Donnerstag , 1. Oktober 2020
Larissa Zagel (vorne rechts) hat zum SoulFood eingeladen, bei dem gemeinsam gekocht wird. Foto: t&w

„Niemand wird mit der Bibel erschlagen“

Lüneburg. Gemeinschaft, Gastfreundschaft, Glauben: Dafür steht das Café des CVJM Lüneburg in der Finkstraße 4. Fast täglich treffen sich hier junge Menschen, um beim Kaffee zu plaudern, zu Koch- und Spielabenden oder auch zu Live-Konzerten. Am Donnerstag, 6. Juni, feiert der CVJM seinen 175. Geburtstag.
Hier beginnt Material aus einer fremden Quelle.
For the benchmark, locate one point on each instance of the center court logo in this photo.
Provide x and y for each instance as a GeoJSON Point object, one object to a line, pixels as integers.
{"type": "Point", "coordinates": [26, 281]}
Die Lüneburger beteiligen sich daran mit einem Geburtstagsfest, zu dem sie in das Jugendcafé einladen.

30 Mitglieder in Lüneburg

Der Christliche Verein Junger Menschen, wie der CVJM heißt, hat nach eigenen Angaben weltweit mehr als 50 Millionen Mitglieder. In Lüneburg sind es aktuell etwa 30, doch durch die Arbeit vor Ort erreicht der Verein um die 400 Jugendliche im Landkreis. „Zu jedem Event kommen ganz verschiedene Menschen“, sagt Larissa Zagel, Jugendreferentin des CVJM Lüneburg. So würden zu den Jugendgruppen meistens dieselben Jugendlichen kommen, die auch einen starken Bezug zum christlichen Glauben haben. Zum monatlichen Kochabend, dem „SoulFood“, würden aber immer mal wieder Neulinge dazustoßen – nicht alle von ihnen sind besonders gläubig.

Bei diesen SoulFood-Abenden teilen Zagel und ihr Kollege Julian Winter nach dem Kochen einen „Gedanken“ mit den Anwesenden. Diese Gedanken hätten zwar immer einen christlichen Hintergrund oder vermitteln christliche Werte, aber jeder könne aus den vorgetragenen Gedanken seine eigenen machen, meint Zagel. „Unser Ziel ist es, eine Sprache zu sprechen, die auch Menschen verstehen, die noch keinen Zugang zum Glauben gefunden haben“, verdeutlicht Zagel. Bei SoulFood würden sie deshalb nicht einfach Bibelverse oder Psalme vorlesen, sondern ihre eigene Gedanken dazu vortragen. „Es ist schön, wenn im Anschluss an den Impuls noch weiter darüber diskutiert und gesprochen wird“, meint der 21-jährige Julian Winter.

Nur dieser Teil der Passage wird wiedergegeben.